Zaman
serba internet memang telah membuat segalanya menjadi praktis dan instant. Jika
ingin menonton film favorit, coba search
di Youtube, mudah-mudahan ada. Mau
menonton video clip musik favorit, search
saja di Youtube pasti ada. Mau dengar
lagu favorit, googling aja lalu download. Semuanya gratis dan nggak pake
ribet.
Saya
adalah generasi yang tumbuh di era 90’an. Era dimana musik dan acara TV sedang
bagus-bagusnya. Masalahnya, dulu belum segampang sekarang. Dulu belum ada
internet, belum ada Youtube. Jadi
kalau mau nonton film, ya harus ke bioskop, beli tiket dan nonton.
Mau
nonton video klip musik favorit, harus nunggu seminggu karena acara TV yang
menayangkan acara musik yang menampilkan video-video klip musik mancanegara
hanya tayang seminggu sekali. Benar-benar menguji kesabaran banget. Kalau sekarang, sepertinya bisa melihat mereka setiap hari. Karena masing-masing televisi punya acara dengan konsep yang sama : acara musik berbalut cela-cela'an antar pembawa acara, lalu si artis menyanyi ditingkahi penonton-penonton remaja alay yang berjejer di panggung, melambai-lambai tanpa nyawa.
Mau
dengar lagu favorit, harus beli kasetnya. Ya, k.a.s.e.t! Media rekam yang
berbentuk kotak kecil pipih berisi gulungan pita-pita itu. Dulu belum ada yang
namanya kaset bajakan, karena tegnologi untuk menggandakan kaset hanya baru
dimiliki perusahaan rekaman saja. Jadi nggak heran kalau seorang artis lagunya
laku, pasti langsung kaya raya.

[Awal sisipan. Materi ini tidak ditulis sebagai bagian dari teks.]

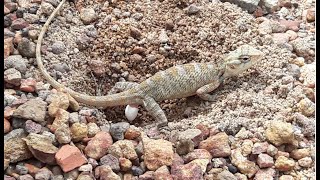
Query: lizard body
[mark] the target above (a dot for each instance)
(176, 82)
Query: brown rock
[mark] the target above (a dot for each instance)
(217, 145)
(41, 147)
(69, 157)
(98, 145)
(157, 153)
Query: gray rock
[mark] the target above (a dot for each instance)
(27, 48)
(248, 5)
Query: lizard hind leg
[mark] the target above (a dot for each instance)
(122, 86)
(155, 111)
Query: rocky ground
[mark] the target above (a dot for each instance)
(262, 125)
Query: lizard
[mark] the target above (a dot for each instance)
(176, 82)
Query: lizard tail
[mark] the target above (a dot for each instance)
(123, 98)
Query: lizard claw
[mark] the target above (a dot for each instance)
(131, 112)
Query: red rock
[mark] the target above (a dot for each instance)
(7, 126)
(19, 23)
(217, 145)
(69, 157)
(99, 145)
(8, 47)
(264, 160)
(28, 85)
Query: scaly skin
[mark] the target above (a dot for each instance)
(176, 82)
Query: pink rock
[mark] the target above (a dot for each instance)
(264, 160)
(69, 157)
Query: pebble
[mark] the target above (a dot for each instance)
(28, 85)
(19, 24)
(111, 161)
(284, 164)
(117, 130)
(27, 48)
(88, 15)
(32, 127)
(279, 133)
(34, 109)
(98, 145)
(69, 157)
(58, 47)
(217, 145)
(78, 131)
(157, 153)
(41, 147)
(12, 76)
(265, 161)
(16, 62)
(305, 162)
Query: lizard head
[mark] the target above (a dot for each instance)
(241, 59)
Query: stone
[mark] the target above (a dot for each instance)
(32, 127)
(217, 145)
(265, 161)
(111, 161)
(41, 147)
(16, 62)
(27, 48)
(105, 172)
(300, 153)
(34, 109)
(19, 24)
(284, 164)
(157, 153)
(12, 76)
(78, 131)
(279, 132)
(88, 15)
(245, 166)
(69, 157)
(61, 118)
(98, 145)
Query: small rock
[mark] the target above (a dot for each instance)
(28, 85)
(305, 162)
(19, 24)
(105, 172)
(193, 9)
(34, 109)
(16, 62)
(98, 145)
(265, 161)
(69, 157)
(41, 147)
(217, 145)
(88, 15)
(58, 47)
(63, 134)
(157, 153)
(300, 153)
(284, 164)
(117, 130)
(279, 133)
(43, 174)
(78, 131)
(32, 127)
(125, 164)
(12, 76)
(111, 161)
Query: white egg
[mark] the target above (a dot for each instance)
(131, 112)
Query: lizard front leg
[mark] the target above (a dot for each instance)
(122, 86)
(204, 90)
(155, 111)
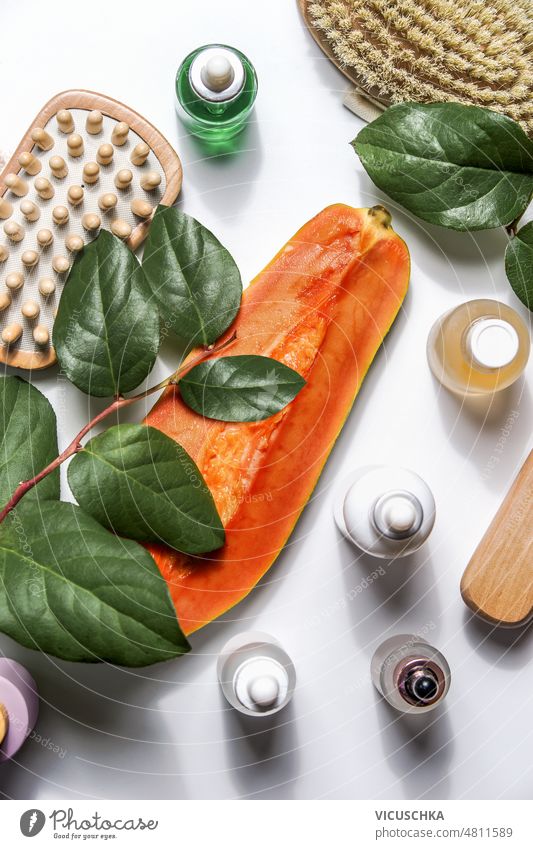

Karena kalau misalnya kasetnya terjual sejuta copies, itu artisnya memang benar-benar sejuta
copies ludes-des-des, tanpa ada catatan
kaki : 300 ribu copies bajakan, 250 ribu copies bonus ayam goreng, 450 ribu download ilegal.
Atau
mau tau informasi paling mutakhir dari artis idola. Zaman dulu belum ada website. Jadi satu-satunya andalan
adalah tabloid hiburan yang juga terbit seminggu sekali. Itu juga tidak selalu
ada setiap terbit, kadang baru bulan depan ada informasinya. Ribet memang,
tetapi nah...justru disitulah letak keseruannya. Kita menjadi lebih menghargai
apa yang telah kita dapatkan sehubungan dengan pernak-pernik idola kita.
Mau
kontak dengan idola. Sekarang sih sudah ada Twitter
dan Facebook. Tinggal follow atau add friend, sudah beres. Setiap hari kita akan mendengar artis idola
berceloteh atau share sesuatu di situ.
Itu saja rasanya sudah wuahhhhhhh...
Kalau
dulu? Satu-satunya cara ya kirim surat. Trus, banyak-banyak berdoa supaya dapat
balasan. Biasanya kalau mendapat balasan, surat balasan dari si artis juga akan
disertai dengan foto dan tanda tangan si artis. Terdengar kuno, tetapi priceless banget karena ada usaha untuk
melakukannya. Kebayang asisten si artis harus repot-repot masukin surat dan
foto ke dalam amplop, lalu pergi ke kantor pos demi untuk menyenangkan hati
kita. Bukan kayak sekarang, kirim email
atau nge-tweet yang bahkan bisa
dilakukan sambil kayang dan mata tertutup.
Karena
tidak gampang mendapatkan apa yang kita mau, kita jadi cenderung menghargai
benda-benda milik kita. Misalnya, saya sampai sekarang masih meyimpan artikel
artis idola saya guntingan koran dan majalahnya sudah berumur dua puluh tahun.
Kaset-kasetnya juga masih saya simpan rapi dan dalam kondisi bagus. Namanya
juga dulu harus nabung dulu supaya bisa beli, maka begitu sudah terbeli
langsung disayang-sayang. Setiap minggu dilap dan dibersihin. Padahal kaset
gitu lho, bukan mobil.
Dan
waktu ketemu sama idola, trus nunjukin koleksi kita, bangganya minta ampun. Ini
real semua, ada cerita dan sejarah dibalik semua item karena harus melewati
perjuangan dulu untuk bisa memilikinya.
Sekarang?
Saya sering melihat para penggemar artis tertentu mengerubuti idolanya hanya
dengan modal foto yang di-print dari internet untuk ditanda tangani. Saya sudah
jarang melihat pengemar menenteng kaset atau CD, karena mungkin lebih memilih
membeli karya musik sang idola dalam bentuk digital
alias download dalam bentuk file yang hanya bisa dibaca komputer
atau gadget sehingga tidak ada wujud fisiknya. Lha, kalau dalam bentuk file,
masa iya si artis disuruh tanda tangan di atas disket atau flashdisk?
Saya
setuju zaman internet memang membuat segalanya lebih praktis dan instant,
tetapi saya yakin para karya para artis musik ini jauh lebih dihargai di zaman
ketika internet belum menjadi sebuah ketergantungan.